4, medium sized round tomatoes
2 tablespoons extra virgin olive oil
1/3 cup diced yellow onion
1 clove garlic, minced
1/4 cup Italian seasoned breadcrumbs
1/2 teaspoon extra Italian seasoning
1/2 teaspoon kosher salt
1/2 cup cubed fresh mozzarella (can use fresh or whole milk)
2 tablespoons fresh basil, shredded into thin strips
Preheat oven to 400°F
Prepare Tomatoes: Cut the top of the tomato off, just about 1/4″ off the top and scoop out the insides of the tomatoes with a spoon, careful not to break the outside skin. Save the pulp, but you can toss any extra liquid that remains. Chop the pulp and tops of the tomatoes and set to the side.

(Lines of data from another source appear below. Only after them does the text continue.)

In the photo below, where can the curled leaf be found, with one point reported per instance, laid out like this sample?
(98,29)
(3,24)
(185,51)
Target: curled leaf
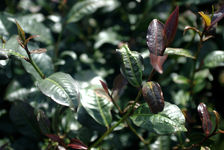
(170,27)
(153,95)
(157,62)
(156,40)
(205,118)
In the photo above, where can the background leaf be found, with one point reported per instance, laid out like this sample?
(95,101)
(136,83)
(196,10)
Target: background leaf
(214,59)
(61,88)
(170,120)
(87,7)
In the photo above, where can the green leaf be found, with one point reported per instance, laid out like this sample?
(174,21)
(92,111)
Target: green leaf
(34,27)
(180,79)
(132,65)
(61,88)
(87,7)
(9,52)
(169,121)
(23,117)
(214,59)
(97,106)
(179,51)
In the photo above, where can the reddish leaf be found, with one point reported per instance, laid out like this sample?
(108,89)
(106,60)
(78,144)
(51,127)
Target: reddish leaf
(104,85)
(171,26)
(77,144)
(157,62)
(156,40)
(217,17)
(118,86)
(153,95)
(205,118)
(56,138)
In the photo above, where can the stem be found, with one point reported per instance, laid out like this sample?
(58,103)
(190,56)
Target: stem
(33,63)
(118,123)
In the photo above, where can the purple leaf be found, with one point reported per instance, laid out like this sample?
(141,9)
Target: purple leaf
(157,62)
(171,26)
(156,40)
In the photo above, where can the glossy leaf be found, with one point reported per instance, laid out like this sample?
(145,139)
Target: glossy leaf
(170,27)
(179,52)
(43,122)
(23,117)
(156,40)
(205,118)
(169,121)
(131,66)
(98,107)
(214,59)
(206,18)
(10,52)
(61,88)
(87,7)
(77,144)
(157,62)
(153,95)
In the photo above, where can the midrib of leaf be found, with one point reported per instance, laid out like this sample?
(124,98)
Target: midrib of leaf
(29,122)
(127,51)
(54,82)
(88,3)
(158,115)
(101,112)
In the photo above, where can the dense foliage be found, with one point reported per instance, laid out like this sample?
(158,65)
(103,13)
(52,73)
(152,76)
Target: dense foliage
(111,74)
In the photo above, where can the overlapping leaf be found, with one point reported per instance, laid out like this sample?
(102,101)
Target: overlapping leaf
(214,59)
(61,88)
(98,107)
(132,65)
(169,121)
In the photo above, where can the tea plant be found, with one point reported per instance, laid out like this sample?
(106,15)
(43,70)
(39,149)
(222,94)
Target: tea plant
(63,101)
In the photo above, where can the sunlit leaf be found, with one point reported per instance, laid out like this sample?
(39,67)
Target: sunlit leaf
(153,95)
(23,117)
(155,37)
(87,7)
(169,121)
(214,59)
(61,88)
(98,107)
(131,66)
(179,52)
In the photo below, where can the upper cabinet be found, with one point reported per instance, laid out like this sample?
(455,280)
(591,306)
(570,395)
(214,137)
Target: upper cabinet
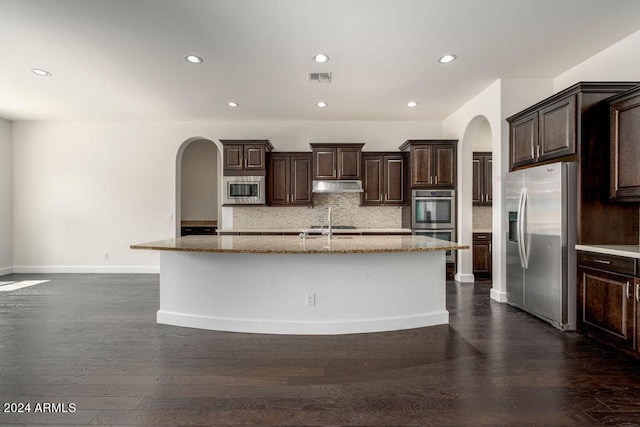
(625,146)
(289,179)
(433,162)
(245,157)
(336,161)
(384,179)
(482,194)
(554,128)
(548,132)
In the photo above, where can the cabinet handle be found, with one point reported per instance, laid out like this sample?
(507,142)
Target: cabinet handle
(628,290)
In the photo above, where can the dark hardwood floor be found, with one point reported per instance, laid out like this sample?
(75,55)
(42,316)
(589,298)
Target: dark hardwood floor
(92,341)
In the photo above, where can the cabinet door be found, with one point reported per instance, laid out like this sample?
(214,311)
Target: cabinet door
(279,180)
(300,186)
(394,180)
(625,149)
(444,165)
(606,305)
(324,163)
(233,157)
(523,140)
(373,180)
(254,157)
(422,166)
(482,256)
(478,180)
(348,159)
(557,129)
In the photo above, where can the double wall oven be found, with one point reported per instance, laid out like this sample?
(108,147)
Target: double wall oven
(433,214)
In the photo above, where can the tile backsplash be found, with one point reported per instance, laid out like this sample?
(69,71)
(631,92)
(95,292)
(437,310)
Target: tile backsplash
(482,217)
(346,210)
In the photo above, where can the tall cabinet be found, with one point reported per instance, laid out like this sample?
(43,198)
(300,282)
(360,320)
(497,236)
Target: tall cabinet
(573,125)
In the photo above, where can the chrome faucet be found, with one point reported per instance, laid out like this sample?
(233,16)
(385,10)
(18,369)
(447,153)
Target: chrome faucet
(329,231)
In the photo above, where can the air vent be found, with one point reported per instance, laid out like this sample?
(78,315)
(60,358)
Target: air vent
(319,77)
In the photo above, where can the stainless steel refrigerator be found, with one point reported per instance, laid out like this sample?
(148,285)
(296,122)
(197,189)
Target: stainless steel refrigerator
(541,257)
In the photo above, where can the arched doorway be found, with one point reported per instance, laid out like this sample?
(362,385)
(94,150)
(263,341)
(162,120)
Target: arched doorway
(478,137)
(197,182)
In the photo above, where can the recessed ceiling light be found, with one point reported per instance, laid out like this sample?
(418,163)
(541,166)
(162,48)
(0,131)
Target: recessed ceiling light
(40,72)
(320,58)
(193,59)
(449,57)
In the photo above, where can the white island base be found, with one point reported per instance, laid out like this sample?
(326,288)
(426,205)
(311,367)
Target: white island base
(303,294)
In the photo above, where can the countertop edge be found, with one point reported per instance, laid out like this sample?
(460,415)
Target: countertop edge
(629,251)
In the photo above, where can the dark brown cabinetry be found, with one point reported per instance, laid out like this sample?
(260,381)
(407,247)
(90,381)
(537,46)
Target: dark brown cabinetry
(625,146)
(245,157)
(608,299)
(554,128)
(547,132)
(482,192)
(583,137)
(433,163)
(289,179)
(384,179)
(482,255)
(336,161)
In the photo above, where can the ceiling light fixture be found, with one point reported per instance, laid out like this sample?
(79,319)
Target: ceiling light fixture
(445,59)
(194,59)
(320,58)
(40,72)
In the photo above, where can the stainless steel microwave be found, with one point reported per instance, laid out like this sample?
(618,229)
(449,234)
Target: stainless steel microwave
(244,190)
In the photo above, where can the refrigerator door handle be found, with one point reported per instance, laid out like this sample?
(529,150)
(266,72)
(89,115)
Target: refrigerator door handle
(522,218)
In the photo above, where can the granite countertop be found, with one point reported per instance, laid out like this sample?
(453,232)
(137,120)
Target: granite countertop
(315,230)
(630,251)
(199,223)
(296,245)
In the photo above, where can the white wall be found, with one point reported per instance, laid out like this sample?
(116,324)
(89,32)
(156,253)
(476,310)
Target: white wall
(6,205)
(199,185)
(85,188)
(619,62)
(500,100)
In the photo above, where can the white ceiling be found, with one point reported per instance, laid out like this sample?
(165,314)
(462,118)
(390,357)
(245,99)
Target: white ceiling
(124,59)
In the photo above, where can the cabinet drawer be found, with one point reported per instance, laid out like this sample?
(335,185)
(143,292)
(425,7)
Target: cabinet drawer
(612,263)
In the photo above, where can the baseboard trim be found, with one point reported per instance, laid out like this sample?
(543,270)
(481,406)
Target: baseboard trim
(464,278)
(497,295)
(87,269)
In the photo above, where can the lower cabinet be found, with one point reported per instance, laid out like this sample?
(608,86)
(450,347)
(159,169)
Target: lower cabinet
(196,230)
(609,299)
(482,255)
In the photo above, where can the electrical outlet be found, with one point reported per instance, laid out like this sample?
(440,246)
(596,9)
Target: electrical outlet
(310,298)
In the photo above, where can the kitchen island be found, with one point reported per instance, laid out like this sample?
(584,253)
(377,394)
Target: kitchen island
(311,285)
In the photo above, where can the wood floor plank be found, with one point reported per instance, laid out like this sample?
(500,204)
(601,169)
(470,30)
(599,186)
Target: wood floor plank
(92,340)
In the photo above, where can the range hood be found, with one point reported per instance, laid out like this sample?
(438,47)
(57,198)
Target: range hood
(340,186)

In a medium skillet over medium heat, add olive oil and the onions. Saute just until soft, about 2 minutes. Add the tomato pulp and the garlic and let it simmer for4-5 minutes, or until the liquid evaporates and the tomato mixture becomes thicker.
Remove from heat and add to a mixing bowl. Add the breadcrumbs, seasoning, salt, mozzarella, and basil and gently stir together. Divide the filling into 4 even portions and fill the tomatoes.
Place the tomatoes into a small baking dish and bake for 25 minutes, or until the tops are golden brown and the tomato is very soft.